Hatchet Job

I first made the acquaintance of Helen Jewett almost exactly 135 years after her murder.

Bennett

Introductions were arranged at a classroom in Kedzie Hall at Kansas State University, during a course on the history of American journalism.  The instructor, a spirited young professor named Carol, who would later take the helm of the department, was a completely-smitten admirer of James Gordon Bennett,Sr., editor and publisher of the New York Herald.  Bennett, a cross-eyed editor, according to Carol (She suspected that all 19th-century newspaper editors were cross-eyed, and backed up her hypothesis with a slide show), was an innovator whose Herald is sometimes recognized today as the prototype of a modern newspaper.  The story that propelled the Herald ahead of other Penny Press titles vying for the pennies of New York readers in 1836, was the murder of Helen Jewett.

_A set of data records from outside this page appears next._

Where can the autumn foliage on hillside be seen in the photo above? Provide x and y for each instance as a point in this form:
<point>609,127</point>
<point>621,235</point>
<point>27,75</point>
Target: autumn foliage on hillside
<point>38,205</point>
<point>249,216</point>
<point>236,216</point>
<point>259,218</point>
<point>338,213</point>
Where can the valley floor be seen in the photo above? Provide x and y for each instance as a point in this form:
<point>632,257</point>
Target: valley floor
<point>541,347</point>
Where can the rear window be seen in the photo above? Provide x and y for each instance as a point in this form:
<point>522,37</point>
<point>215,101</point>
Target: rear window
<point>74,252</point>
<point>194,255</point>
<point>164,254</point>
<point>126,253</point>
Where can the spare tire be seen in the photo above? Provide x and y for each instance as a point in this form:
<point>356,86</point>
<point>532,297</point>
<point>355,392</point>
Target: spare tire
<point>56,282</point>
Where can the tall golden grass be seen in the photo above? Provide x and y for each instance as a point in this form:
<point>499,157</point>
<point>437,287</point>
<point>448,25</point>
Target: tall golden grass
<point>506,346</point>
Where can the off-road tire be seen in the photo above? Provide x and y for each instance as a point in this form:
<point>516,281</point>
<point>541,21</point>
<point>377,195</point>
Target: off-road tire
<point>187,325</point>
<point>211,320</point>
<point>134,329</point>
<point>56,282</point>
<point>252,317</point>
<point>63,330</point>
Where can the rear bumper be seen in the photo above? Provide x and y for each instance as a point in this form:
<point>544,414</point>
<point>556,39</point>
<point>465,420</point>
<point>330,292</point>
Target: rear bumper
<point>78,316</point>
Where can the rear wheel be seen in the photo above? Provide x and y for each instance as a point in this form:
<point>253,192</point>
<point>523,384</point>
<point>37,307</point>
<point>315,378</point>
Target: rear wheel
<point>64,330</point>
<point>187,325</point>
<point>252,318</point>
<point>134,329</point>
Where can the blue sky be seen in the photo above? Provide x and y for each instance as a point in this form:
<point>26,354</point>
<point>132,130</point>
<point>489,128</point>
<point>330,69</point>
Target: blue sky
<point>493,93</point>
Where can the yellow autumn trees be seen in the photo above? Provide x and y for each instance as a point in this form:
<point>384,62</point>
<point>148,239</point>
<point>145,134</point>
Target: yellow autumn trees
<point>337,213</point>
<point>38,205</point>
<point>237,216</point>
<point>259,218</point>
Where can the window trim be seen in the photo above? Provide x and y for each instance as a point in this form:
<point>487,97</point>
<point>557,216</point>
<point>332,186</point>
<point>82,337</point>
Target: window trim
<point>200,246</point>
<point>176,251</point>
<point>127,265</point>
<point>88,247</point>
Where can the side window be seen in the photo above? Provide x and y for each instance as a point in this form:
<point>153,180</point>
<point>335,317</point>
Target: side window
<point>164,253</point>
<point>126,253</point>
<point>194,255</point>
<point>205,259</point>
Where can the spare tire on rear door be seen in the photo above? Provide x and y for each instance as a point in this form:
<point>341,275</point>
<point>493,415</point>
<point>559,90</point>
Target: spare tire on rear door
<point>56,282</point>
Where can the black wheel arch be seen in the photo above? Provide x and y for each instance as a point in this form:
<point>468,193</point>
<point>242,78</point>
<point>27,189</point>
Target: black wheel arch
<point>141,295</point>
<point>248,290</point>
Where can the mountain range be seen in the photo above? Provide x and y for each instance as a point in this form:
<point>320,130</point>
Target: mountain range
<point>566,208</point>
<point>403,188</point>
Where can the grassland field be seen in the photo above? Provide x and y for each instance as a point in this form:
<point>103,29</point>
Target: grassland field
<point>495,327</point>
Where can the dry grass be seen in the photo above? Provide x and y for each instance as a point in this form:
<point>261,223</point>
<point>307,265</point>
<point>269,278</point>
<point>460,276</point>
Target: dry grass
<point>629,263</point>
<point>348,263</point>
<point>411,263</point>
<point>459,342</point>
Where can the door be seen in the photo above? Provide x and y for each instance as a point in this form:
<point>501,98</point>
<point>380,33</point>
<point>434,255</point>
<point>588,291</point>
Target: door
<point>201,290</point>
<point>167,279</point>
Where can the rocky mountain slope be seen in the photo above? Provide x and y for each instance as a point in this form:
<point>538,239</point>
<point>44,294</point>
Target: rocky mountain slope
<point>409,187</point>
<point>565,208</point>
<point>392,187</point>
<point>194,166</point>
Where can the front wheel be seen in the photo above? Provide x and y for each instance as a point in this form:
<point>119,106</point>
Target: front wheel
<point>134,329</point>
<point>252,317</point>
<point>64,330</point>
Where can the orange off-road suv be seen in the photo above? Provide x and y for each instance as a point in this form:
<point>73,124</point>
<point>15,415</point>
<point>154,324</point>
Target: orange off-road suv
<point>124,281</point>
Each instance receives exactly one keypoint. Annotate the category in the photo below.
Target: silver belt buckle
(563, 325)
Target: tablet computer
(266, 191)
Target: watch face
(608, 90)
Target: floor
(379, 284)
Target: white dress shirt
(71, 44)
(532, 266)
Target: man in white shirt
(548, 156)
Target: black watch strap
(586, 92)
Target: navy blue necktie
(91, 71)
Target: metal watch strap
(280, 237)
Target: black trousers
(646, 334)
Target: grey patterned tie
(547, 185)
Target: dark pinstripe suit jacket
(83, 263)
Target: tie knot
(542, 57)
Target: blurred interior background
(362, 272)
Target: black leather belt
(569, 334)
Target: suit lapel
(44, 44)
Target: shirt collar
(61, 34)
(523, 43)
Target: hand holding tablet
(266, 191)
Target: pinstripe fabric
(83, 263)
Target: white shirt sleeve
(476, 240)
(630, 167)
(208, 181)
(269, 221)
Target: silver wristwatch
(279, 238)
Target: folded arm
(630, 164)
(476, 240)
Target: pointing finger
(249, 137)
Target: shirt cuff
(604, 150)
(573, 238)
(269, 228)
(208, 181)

Before Bennett’s Herald, newspaper coverage of the death of a Manhattan prostitute was sometimes limited to a rousing page-one limerick, full of double entendre.  James Gordon Bennett sensed that there was something out of the ordinary about this case, and that it called for extraordinary treatment.  While his competitors might fabricate whatever details they believed the public wanted to read, standard practice for the time, the Herald editor took the unprecedented step of visiting the crime scene in person late in the afternoon after Helen Jewett was killed in her bed by three blows from a hatchet, and the bed clothes were set on fire.  Bennett poked about the room, had a look at the victim’s decor, her small collection of books and her fine wardrobe, apparently spoke with a witness, and published the interview.  Such a thing had never been done before.

Helen Jewett

Born Dorcas Doyen at Temple, Maine, the young woman who called herself Helen Jewett was reared in the household of a Maine Supreme Court judge, whose private library may have allowed the girl to cultivate a taste for literature, although she also attended common school, where she was reported to be a quick study.  Contemporary moralists speculated that it was her passion for novels that led to her ruin, and pointed to her unfortunate example when urging other young women not to read them.  The April day when she was killed, Jewett was only twenty-two, admired as a great beauty with expensive tastes in clothes, and a fiercely independent spirit.  She was intelligent, well-read, and, it turns out, a shrewd manipulator of her clients. 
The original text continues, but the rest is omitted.